Factor in the expansion across various market environments and numerous global challenges, and the optimism of the Sharesies team has been key to navigating these, Williams says.

“Having co-CEOs helps us overcome challenges. Teamwork means we have each other’s backs and always feel well supported.”

Influence: Having influence isn’t something that Leighton Roberts thinks about often, but he says he is aware of it and grateful.

In terms of how he would like people to perceive his influence, the co-CEO says he would like people to understand that he has high expectations for Sharesies as a brand, a team, and for individuals generally.  

“I can imagine quite clearly what it would be like to have true financial empowerment in the hands of many, many more people and how that benefits people. That’s the genuine driver of our efforts.”
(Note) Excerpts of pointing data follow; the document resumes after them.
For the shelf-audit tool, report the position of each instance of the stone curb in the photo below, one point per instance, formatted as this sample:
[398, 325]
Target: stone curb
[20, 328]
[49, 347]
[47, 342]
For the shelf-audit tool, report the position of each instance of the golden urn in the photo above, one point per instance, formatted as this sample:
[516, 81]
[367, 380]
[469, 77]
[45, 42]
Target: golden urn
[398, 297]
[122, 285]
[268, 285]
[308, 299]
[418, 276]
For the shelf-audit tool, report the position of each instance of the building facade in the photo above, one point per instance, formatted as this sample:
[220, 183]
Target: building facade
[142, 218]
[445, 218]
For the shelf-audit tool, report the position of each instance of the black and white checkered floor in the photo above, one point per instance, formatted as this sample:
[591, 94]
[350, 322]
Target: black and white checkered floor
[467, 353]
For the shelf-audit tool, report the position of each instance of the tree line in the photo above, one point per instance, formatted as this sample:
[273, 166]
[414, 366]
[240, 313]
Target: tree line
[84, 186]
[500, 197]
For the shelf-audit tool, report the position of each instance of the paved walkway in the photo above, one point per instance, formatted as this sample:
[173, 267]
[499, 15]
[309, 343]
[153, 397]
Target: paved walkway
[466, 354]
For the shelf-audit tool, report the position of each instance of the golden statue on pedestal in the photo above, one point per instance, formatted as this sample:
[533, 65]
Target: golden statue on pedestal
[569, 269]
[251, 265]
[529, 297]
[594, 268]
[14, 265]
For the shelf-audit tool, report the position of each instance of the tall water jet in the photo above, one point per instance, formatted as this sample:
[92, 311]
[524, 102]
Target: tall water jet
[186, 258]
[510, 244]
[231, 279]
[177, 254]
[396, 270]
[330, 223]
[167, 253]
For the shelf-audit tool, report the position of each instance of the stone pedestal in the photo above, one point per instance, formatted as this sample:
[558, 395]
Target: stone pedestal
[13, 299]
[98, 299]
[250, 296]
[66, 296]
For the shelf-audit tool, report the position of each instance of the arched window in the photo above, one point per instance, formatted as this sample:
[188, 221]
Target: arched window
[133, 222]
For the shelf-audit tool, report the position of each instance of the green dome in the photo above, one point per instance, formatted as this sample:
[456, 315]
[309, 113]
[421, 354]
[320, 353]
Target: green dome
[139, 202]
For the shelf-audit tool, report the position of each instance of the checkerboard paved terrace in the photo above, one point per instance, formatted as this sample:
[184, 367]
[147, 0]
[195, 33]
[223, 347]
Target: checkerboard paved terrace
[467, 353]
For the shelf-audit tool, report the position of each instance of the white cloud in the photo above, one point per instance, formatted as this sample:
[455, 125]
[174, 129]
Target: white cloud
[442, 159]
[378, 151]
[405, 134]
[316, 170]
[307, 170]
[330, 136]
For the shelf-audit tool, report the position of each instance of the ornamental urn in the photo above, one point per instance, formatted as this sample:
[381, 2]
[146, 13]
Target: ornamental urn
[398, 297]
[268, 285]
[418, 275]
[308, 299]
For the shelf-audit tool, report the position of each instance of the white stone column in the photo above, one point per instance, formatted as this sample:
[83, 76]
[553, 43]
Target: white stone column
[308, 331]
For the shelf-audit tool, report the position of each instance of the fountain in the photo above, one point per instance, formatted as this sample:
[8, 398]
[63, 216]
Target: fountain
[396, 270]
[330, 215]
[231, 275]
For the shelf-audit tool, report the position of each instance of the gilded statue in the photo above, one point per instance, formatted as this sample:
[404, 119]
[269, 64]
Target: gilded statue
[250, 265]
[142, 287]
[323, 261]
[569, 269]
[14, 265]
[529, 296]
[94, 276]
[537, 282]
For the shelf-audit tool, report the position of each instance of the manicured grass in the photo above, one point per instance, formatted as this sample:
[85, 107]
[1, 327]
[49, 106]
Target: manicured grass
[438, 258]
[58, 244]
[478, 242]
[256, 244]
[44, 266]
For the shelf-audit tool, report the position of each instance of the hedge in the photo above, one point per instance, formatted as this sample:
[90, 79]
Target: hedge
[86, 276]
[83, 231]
A good book (1): For Sonya Williams, it's The Psychology of Money by Morgan Housel. “We’ve always talked at Sharesies about the importance of understanding financial behaviours, and I think this book does a good job of unpacking that and underlining why it is so important,” she says.

A good book (2): For Brooke Roberts, it's The Most Human Human: What Talking with Computers Teaches Us about What It Means to be Alive by Brian Christian. “I love learning and diving into new topics, whether it be about a person who has tackled something hard to drive change, so I find myself mostly consuming non-fiction,” she says.

A good book (3): For Leighton Roberts, it's The Essays of Warren Buffett: Lessons for Corporate America. “His letters to shareholders and the insights of so many of his lessons are completely relevant today,” he says.

Sliding doors: Says Leighton Roberts: “I think for sure it would be finding a big problem to solve and finding a cool team to do it alongside – probably trying to get some sort of mass medical breakthrough. If I could swap a job and I had the skills, I’d probably be a doctor. That type of hands-on impact on people’s lives every day would be special.”

Brooke Roberts and Sonya Williams both say they already have their dream jobs.

Brooke Roberts, Leighton Roberts and Sonya Williams are finalists in the private company category of the inaugural BusinessDesk CEO Index. The category winner will be announced on Nov 18. BusinessDesk will publish a profile of the overall winner on Nov 19.